Quarterly operating income fell 7%, to $1.1 billion, as revenue declined 1%, to $2.81 billion. Earnings per share declined 7%, to 93 cents.

CSX’s operating ratio increased 2.2 points to 60.9% as expenses rose 2%, which the railroad attributed to the impact of employee COVID-19 infections, harsh winter weather, and a fuel surcharge lag.

Overall volume was up 1% for the quarter, led by 10% growth in intermodal traffic as imports surged at East Coast ports and retailers restocked depleted inventory.

But merchandise traffic sank 6%, largely due to a 16% decline in automotive traffic and an 8% decline in chemicals traffic. Auto production has faced challenges this year due to a global shortage of computer chips used in vehicles, and CSX’s chemical traffic was affected by declines in crude oil and frac sand shipments.

CSX’s coal traffic sank 5% in the quarter due to lower exports.

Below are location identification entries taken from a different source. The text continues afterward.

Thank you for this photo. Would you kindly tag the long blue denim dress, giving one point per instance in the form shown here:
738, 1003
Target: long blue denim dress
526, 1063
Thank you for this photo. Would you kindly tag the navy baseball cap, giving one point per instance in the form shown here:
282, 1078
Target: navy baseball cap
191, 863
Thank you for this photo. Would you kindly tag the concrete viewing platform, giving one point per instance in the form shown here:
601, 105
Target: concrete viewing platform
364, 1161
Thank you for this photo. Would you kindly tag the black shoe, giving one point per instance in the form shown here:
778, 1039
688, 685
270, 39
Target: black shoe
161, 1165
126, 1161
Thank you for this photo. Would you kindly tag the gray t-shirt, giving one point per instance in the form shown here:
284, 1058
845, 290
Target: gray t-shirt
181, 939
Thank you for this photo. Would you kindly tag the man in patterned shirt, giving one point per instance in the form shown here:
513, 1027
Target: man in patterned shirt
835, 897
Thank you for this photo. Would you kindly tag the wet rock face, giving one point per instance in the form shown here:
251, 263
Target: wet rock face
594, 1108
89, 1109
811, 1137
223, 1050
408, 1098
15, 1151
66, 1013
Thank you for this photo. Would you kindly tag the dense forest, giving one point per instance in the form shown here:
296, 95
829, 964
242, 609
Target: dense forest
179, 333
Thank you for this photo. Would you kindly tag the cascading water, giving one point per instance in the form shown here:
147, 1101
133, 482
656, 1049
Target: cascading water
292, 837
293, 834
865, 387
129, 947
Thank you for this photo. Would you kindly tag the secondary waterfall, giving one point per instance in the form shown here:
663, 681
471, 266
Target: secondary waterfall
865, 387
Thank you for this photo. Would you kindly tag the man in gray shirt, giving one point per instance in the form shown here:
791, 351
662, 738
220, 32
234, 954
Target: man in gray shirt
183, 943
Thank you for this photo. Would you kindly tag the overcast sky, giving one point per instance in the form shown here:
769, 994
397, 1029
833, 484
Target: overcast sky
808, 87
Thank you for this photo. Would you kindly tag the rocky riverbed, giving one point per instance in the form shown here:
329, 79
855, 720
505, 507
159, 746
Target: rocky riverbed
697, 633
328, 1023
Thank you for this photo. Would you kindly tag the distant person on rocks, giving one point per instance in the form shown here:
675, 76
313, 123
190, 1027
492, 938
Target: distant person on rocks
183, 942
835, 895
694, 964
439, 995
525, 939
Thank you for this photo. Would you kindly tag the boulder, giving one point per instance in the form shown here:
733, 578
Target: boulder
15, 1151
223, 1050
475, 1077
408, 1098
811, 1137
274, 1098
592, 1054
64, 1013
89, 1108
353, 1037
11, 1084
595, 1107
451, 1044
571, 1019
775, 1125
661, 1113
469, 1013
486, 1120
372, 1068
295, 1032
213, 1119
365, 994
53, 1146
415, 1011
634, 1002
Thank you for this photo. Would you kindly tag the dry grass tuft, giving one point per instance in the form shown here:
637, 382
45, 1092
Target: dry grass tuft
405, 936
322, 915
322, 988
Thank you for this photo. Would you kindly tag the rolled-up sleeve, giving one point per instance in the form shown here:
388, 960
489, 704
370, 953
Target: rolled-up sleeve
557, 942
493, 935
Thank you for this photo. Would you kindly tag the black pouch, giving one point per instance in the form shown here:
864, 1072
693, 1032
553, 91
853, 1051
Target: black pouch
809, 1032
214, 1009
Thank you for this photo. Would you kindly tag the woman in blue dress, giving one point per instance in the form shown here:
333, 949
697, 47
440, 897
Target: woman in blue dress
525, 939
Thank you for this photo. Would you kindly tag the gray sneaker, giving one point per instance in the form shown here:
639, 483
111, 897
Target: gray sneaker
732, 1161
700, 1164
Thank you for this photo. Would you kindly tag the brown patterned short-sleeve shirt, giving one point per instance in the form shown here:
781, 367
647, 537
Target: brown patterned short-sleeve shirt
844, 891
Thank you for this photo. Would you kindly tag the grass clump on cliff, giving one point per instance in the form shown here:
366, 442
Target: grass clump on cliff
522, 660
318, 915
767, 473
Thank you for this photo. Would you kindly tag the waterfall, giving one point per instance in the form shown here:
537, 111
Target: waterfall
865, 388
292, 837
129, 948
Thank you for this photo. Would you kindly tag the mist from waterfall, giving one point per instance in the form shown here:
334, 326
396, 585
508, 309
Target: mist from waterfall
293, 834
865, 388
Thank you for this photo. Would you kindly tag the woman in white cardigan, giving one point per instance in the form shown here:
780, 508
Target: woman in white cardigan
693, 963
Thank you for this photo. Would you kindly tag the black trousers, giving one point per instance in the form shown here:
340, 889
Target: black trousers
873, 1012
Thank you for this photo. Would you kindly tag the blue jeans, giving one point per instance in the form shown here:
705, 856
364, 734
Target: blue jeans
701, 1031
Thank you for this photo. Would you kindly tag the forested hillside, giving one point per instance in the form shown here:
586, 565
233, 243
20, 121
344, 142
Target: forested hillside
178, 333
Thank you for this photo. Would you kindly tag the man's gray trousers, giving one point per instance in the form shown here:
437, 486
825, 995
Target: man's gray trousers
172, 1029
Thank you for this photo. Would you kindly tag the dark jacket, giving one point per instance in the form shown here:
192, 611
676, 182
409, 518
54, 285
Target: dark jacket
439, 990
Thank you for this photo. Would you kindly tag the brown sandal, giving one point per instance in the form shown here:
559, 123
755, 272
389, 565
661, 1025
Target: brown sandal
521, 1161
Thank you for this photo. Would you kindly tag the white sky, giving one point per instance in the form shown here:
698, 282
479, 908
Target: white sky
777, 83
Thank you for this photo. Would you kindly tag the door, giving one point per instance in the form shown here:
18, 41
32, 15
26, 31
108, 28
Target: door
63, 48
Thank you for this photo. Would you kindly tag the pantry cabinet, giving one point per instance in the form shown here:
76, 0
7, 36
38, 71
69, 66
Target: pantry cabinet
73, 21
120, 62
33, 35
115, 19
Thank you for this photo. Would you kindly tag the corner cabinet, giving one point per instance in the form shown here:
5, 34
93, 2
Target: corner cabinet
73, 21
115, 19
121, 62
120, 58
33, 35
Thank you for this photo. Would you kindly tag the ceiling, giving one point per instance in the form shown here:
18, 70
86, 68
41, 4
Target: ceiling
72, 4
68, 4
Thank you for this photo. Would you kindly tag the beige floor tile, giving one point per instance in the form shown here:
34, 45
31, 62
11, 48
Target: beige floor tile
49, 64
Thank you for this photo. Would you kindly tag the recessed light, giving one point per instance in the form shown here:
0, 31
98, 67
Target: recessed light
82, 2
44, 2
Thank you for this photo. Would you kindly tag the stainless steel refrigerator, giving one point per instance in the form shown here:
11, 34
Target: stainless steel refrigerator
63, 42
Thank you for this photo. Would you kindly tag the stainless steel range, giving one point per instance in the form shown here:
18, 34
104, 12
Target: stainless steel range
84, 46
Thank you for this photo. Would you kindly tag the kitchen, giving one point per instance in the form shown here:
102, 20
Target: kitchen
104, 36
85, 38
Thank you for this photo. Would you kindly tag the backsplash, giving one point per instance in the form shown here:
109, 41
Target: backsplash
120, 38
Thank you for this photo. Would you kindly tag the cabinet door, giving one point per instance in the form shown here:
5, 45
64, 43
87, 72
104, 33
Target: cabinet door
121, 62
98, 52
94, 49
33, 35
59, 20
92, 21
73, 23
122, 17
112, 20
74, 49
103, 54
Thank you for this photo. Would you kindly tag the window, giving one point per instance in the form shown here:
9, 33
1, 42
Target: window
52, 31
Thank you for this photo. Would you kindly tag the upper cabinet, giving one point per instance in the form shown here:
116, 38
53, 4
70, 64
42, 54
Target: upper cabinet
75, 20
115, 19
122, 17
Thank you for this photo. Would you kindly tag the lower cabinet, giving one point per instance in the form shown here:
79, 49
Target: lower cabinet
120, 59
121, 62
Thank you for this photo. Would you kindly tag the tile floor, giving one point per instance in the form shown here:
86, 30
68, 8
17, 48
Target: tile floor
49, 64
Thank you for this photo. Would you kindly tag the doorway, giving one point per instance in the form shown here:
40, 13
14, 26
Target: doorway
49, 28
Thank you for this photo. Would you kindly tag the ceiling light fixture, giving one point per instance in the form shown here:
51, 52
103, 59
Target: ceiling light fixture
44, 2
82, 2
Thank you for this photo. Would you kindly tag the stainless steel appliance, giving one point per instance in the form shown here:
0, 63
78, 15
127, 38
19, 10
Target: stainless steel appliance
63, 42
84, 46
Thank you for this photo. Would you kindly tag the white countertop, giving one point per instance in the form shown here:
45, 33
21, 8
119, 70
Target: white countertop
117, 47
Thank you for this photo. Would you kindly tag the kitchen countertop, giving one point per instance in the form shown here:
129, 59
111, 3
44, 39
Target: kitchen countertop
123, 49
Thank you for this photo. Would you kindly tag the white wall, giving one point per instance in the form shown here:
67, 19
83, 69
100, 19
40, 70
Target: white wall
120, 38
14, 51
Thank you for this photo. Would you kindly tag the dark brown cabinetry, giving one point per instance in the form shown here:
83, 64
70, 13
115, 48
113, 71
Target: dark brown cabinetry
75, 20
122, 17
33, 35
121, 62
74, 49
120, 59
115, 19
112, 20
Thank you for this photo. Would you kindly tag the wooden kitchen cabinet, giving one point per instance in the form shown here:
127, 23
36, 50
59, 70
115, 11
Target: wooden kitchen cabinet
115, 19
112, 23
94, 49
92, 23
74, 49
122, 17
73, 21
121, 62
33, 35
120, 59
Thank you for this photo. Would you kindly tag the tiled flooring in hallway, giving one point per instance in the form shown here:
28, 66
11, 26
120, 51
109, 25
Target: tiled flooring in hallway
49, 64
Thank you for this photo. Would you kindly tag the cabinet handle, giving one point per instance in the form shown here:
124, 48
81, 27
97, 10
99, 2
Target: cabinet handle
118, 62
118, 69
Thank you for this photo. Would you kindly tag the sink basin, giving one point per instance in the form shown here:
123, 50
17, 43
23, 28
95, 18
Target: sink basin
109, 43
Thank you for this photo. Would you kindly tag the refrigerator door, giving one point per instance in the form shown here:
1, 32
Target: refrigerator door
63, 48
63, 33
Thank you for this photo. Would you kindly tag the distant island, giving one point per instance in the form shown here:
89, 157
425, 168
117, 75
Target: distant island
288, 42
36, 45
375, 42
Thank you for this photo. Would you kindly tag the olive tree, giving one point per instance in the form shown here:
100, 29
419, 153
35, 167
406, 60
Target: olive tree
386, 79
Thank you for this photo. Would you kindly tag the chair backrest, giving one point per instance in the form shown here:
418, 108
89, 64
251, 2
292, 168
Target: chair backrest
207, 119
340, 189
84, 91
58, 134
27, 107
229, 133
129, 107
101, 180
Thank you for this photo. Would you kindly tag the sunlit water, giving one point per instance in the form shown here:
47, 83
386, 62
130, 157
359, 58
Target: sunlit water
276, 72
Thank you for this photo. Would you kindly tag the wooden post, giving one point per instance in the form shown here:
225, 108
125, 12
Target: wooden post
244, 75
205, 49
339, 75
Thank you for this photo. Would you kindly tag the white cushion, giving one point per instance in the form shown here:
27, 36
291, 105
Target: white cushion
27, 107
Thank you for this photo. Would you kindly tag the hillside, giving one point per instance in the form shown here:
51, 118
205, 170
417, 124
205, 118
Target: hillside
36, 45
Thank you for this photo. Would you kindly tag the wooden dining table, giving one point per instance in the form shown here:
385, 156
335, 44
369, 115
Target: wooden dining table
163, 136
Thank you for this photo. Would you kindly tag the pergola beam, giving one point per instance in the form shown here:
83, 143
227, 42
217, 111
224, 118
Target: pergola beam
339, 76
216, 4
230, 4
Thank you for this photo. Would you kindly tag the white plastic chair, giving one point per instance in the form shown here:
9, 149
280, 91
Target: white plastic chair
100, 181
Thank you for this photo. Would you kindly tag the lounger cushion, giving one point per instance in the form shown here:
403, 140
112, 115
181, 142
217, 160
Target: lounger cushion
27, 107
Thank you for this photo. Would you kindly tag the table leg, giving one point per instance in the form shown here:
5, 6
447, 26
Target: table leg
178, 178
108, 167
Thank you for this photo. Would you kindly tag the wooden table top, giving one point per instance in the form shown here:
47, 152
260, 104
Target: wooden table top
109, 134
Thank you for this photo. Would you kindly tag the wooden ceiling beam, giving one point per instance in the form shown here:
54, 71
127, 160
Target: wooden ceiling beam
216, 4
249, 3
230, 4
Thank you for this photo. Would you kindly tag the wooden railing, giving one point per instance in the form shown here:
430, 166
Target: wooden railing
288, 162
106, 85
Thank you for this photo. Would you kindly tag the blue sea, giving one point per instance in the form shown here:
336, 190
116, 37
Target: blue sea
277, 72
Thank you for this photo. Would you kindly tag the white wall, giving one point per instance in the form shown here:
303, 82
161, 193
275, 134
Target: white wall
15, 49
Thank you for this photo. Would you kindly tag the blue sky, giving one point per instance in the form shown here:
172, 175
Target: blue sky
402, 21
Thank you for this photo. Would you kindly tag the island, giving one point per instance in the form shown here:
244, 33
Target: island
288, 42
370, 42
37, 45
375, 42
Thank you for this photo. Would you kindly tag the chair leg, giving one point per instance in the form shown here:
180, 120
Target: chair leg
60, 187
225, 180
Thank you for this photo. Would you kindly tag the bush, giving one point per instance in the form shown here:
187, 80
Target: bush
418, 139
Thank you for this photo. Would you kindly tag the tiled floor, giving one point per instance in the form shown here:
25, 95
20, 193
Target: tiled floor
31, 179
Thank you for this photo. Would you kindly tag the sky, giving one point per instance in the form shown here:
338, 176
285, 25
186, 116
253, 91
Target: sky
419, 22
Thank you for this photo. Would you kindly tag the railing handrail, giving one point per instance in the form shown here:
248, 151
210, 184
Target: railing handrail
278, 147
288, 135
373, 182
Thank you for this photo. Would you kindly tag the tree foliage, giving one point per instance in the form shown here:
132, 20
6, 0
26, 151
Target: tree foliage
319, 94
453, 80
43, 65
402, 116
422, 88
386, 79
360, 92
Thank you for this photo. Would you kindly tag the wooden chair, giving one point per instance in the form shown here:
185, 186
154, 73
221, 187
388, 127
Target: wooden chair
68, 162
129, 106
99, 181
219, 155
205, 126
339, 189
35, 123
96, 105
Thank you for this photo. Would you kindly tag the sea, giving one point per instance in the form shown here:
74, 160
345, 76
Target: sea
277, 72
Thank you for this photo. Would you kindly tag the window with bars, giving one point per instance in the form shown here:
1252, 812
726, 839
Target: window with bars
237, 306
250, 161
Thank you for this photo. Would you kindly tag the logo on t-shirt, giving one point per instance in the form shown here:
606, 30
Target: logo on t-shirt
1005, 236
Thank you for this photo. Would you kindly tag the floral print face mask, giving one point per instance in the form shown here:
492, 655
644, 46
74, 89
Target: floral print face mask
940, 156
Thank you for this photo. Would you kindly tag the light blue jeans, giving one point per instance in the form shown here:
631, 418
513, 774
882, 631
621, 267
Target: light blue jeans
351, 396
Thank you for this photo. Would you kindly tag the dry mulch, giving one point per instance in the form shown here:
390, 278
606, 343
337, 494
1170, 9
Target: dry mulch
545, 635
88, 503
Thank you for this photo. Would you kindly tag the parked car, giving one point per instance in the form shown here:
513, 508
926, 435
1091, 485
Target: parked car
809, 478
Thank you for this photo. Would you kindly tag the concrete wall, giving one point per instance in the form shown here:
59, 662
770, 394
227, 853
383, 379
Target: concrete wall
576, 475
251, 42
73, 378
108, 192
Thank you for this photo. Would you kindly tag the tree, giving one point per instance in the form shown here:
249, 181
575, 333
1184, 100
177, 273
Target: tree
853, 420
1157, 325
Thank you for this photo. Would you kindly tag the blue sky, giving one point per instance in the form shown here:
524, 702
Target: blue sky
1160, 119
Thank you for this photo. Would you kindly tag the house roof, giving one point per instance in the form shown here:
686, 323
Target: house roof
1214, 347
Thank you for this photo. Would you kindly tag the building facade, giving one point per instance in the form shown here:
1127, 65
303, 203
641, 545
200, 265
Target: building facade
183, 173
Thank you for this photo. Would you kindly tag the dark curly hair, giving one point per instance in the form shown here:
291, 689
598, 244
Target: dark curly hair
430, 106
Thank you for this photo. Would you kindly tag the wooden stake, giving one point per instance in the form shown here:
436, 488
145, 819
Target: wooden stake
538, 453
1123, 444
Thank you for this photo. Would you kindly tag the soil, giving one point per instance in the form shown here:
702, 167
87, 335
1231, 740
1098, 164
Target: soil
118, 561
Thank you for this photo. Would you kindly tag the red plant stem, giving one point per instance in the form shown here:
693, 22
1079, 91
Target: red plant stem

The railroad’s key operating metrics deteriorated, which the railroad attributed to the pandemic’s impact on crew availability and winter weather. Train velocity sank 11% and terminal dwell rose 30%. “We are focused on driving velocity and dwell back to pre-pandemic records, and we expect to see improvement in both metrics throughout the year,” Foote says.

On-time performance, based on trip-plan compliance, fell for both intermodal and carload traffic. Some 85% of intermodal shipments arrived on time, down from 96% a year ago. Merchandise carloads met their trip plans 67% of the time, down from 81% a year ago. CSX expects on-time performance to improve as the pandemic wanes.

“We are committed to providing our customers with an industry-leading service product and are proactively adding headcount and prepositioning locomotives across the network to ensure we are prepared to provide high-quality service, while handling incremental volumes,” Foote says.

Intermodal on-time performance currently is above 90%, Foote says.

CSX operated 101 trains per day with distributed power, a new record that helps improve fuel efficiency and safety. The railroad continued to move its tonnage on fewer but longer trains, with train length up 13% to a first quarter record and total employment down 7% due to reduced need for train crews.